Which? has put the Nissan Leaf and Peugeot iOn electric cars through our unique, in-depth lab tests.
The two cars are the first battery-powered models to be subjected to our realistic efficiency tests, which show that neither vehicle is entirely emission-free.
Electric car range tested
We tested the range of the two cars using a mixture of urban, out-of-town and motorway driving, with partial (but not constant) use of ancillaries like the air conditioning.
The Leaf can go 73 miles between charges, while the iOn’s range is 58 miles.
73 milesrange of the Nissan Leaf between charges, according to Which? testing
Both figures fall short of the manufacturers’ claims, of up to 100 and up to 93 miles respectively, but are a fair indication of the cars’ range under realistic conditions.
If no ancillaries are used, or if the conditions are different (ie: if the cars are driven smoothly, at a consistent low speed, or over flat terrain), then this range would increase slightly. Equally, the range would be likely to decrease under adverse conditions, when the driver needs to use the heater, lights and wipers.
Electric car efficiency
Like all electric cars, both the Leaf and iOn have been dubbed ’emission free’. In some respects this is true because nothing comes out of the tailpipe during driving, which is clearly preferable to the exhaust gases emitted by conventionally-engined cars.
However CO2 is emitted through the production of the electricity used to charge them.
Our tests showed that the Leaf uses an average of 20.39 kilowatt hours (kWh) to cover 100km.

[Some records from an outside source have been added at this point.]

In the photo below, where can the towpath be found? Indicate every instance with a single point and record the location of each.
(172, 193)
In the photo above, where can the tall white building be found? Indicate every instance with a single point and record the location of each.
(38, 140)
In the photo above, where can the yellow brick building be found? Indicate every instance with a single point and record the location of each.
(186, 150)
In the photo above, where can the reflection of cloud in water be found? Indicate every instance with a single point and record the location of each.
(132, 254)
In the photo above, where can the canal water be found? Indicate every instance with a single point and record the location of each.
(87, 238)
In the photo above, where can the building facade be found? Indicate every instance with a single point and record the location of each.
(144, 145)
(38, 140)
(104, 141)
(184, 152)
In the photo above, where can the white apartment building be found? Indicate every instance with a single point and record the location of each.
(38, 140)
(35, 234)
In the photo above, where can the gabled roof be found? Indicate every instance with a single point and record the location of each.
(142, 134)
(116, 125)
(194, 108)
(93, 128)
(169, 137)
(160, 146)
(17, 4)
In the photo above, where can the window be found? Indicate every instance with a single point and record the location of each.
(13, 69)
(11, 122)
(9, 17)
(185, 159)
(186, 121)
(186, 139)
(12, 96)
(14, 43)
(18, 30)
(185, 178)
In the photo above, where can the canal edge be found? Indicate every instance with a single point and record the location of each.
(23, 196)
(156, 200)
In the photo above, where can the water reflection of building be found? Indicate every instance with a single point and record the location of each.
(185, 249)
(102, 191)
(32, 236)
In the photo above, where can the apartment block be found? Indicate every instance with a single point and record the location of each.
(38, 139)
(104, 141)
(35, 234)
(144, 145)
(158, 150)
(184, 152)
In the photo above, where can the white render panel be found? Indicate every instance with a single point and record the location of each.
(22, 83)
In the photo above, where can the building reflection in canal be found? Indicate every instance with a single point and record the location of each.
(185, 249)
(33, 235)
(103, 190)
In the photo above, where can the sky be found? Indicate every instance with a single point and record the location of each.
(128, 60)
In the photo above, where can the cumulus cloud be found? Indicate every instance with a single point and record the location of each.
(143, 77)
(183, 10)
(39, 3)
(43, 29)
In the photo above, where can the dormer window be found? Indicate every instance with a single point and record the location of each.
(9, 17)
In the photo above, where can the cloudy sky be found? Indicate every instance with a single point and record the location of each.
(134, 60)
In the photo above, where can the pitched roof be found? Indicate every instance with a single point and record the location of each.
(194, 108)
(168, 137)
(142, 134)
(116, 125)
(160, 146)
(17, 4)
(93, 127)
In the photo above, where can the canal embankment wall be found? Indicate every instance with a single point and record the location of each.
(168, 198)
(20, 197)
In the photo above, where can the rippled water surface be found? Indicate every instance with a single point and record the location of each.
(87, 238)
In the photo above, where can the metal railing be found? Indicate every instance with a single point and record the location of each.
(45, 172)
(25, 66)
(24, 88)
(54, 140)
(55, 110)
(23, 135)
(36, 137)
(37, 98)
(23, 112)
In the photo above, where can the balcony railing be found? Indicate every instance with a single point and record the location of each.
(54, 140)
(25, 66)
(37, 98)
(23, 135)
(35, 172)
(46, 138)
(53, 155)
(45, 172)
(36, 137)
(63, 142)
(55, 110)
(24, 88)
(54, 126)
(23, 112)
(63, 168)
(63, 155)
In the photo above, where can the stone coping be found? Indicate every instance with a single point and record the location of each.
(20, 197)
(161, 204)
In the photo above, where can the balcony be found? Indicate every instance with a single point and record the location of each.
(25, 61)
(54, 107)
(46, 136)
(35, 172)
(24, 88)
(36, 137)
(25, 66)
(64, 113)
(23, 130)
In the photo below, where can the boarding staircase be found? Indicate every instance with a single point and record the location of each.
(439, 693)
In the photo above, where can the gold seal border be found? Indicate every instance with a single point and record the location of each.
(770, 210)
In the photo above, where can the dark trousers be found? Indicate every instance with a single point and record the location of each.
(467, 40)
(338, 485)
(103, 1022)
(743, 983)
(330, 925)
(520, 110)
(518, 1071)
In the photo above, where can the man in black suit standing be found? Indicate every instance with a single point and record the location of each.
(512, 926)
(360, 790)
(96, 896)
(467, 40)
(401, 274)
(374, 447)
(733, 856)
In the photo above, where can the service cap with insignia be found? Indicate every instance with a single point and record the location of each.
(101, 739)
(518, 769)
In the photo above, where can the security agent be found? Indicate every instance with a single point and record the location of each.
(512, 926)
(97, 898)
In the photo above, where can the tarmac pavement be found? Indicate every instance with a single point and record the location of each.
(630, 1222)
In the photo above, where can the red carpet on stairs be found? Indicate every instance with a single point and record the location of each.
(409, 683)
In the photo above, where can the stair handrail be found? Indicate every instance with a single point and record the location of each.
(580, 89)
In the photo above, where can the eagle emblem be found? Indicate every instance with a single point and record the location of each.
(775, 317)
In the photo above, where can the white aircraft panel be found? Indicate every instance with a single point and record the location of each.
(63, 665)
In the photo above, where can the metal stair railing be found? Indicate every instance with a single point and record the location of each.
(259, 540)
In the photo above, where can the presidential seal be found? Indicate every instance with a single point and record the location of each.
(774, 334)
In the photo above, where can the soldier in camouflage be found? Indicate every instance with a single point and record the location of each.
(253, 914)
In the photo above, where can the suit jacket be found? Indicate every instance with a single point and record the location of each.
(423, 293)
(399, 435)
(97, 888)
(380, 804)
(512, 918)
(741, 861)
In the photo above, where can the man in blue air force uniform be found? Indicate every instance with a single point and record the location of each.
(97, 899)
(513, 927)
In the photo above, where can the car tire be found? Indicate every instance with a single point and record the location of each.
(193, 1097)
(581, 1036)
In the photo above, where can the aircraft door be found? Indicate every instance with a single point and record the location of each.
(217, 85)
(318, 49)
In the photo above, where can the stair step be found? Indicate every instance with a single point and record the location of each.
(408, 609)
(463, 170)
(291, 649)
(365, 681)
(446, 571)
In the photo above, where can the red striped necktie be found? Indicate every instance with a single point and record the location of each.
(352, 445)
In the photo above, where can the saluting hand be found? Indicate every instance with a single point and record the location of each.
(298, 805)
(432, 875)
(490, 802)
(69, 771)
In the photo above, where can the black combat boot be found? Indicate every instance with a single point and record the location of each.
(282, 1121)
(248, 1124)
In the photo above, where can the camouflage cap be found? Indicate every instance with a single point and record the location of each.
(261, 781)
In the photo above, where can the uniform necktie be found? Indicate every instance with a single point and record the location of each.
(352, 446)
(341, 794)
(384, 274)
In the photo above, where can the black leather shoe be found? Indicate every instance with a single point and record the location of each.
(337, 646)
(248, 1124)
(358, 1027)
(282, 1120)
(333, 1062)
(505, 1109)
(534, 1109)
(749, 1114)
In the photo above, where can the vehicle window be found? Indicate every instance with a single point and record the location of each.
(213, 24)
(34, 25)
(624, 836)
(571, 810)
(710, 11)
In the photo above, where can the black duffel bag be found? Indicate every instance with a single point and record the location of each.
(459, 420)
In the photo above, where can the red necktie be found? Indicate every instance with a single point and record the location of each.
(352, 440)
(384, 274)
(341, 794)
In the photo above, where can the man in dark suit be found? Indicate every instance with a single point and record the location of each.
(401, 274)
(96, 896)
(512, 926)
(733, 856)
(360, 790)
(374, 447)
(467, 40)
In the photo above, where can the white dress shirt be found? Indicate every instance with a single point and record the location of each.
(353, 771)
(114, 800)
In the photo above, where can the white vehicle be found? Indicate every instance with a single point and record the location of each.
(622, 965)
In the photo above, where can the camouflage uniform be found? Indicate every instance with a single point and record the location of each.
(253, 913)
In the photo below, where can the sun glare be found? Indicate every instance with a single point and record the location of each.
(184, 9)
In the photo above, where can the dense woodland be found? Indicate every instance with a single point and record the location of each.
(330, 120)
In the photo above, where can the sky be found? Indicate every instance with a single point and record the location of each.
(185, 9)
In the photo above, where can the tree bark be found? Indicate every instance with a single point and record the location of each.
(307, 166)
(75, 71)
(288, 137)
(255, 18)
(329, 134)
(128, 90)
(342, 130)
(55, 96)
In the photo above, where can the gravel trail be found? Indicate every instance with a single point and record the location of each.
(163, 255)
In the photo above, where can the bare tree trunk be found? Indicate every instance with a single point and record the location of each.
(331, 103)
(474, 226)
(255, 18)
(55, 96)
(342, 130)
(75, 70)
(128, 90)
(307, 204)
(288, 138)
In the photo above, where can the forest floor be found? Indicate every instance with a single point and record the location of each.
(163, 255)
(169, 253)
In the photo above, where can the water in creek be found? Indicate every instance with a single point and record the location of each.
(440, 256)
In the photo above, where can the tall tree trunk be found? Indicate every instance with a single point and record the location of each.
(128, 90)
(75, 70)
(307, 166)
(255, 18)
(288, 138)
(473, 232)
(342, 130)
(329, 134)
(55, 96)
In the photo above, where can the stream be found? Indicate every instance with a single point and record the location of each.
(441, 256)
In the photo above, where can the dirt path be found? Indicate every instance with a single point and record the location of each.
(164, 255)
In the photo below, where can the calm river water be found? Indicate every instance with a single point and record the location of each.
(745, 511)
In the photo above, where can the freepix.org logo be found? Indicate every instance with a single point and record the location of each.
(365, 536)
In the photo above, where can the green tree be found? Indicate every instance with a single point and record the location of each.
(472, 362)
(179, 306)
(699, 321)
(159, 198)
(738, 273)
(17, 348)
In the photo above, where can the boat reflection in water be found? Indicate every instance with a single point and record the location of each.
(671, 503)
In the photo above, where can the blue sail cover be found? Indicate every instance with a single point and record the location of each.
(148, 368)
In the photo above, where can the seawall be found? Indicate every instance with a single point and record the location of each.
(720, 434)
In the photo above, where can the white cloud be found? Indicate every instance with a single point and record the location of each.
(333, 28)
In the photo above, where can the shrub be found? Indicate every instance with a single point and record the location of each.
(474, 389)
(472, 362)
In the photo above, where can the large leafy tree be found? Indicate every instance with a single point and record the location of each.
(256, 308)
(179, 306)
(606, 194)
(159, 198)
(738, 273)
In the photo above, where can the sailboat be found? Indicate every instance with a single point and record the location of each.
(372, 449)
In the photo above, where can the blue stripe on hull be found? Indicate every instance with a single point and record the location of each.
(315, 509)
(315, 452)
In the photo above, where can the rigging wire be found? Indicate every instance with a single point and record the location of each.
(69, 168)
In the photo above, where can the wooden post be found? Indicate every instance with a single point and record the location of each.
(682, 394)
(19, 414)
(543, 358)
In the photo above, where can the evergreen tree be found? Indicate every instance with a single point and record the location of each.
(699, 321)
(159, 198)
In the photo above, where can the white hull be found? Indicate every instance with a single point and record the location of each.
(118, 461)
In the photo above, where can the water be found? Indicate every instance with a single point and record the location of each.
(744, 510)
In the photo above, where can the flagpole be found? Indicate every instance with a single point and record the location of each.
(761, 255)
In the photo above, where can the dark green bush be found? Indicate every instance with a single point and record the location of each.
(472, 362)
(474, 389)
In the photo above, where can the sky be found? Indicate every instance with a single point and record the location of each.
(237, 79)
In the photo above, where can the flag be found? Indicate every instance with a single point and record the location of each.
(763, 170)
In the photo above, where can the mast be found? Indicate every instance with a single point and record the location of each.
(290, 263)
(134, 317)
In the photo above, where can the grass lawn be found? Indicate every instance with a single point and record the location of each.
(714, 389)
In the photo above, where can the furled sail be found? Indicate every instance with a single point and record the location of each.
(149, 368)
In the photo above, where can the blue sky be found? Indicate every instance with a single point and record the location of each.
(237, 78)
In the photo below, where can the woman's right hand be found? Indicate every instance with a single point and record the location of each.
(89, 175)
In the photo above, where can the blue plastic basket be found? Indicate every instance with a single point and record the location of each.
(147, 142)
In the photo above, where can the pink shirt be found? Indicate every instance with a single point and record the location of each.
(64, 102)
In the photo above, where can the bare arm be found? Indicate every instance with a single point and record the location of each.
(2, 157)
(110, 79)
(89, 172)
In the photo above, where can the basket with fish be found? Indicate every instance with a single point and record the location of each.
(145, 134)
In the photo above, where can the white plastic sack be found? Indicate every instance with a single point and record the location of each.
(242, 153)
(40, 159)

The iOn uses an average of 16.94kWh to go 100km.
Using the latest figures from the Department for Energy and Climate Change, which state that an average of 521 grams of CO2 are emitted per kWh of electricity generated in the UK, the Leaf’s CO2 emissions equate to 106g/km and the iOn’s to 88g/km, according to our tests.
The iOn’s CO2 emissions are the lowest we’ve tested to date, but the Leaf’s 106g/km figure has previously been bettered in our tests by the VW Polo BlueMotion, an economy-focused diesel car.
That said, it’s still difficult to make strict like-for-like comparison between electric and conventionally-fuelled cars, due to the nature of the different fuel supply chains.
88g/kmCO2 emissions of the Peugeot iOn, the lowest of any car we’ve tested
The precise CO2 output of electric cars will vary depending on exactly how they are charged. For example, if charging is supplemented by solar power, then the CO2 figure will be lower – and so could theoretically drop to zero if an entirely renewable source was used.
But many drivers will be pleased to hear that officially, CO2 emissions are listed as zero – so neither car is subject to vehicle excise duty (car tax).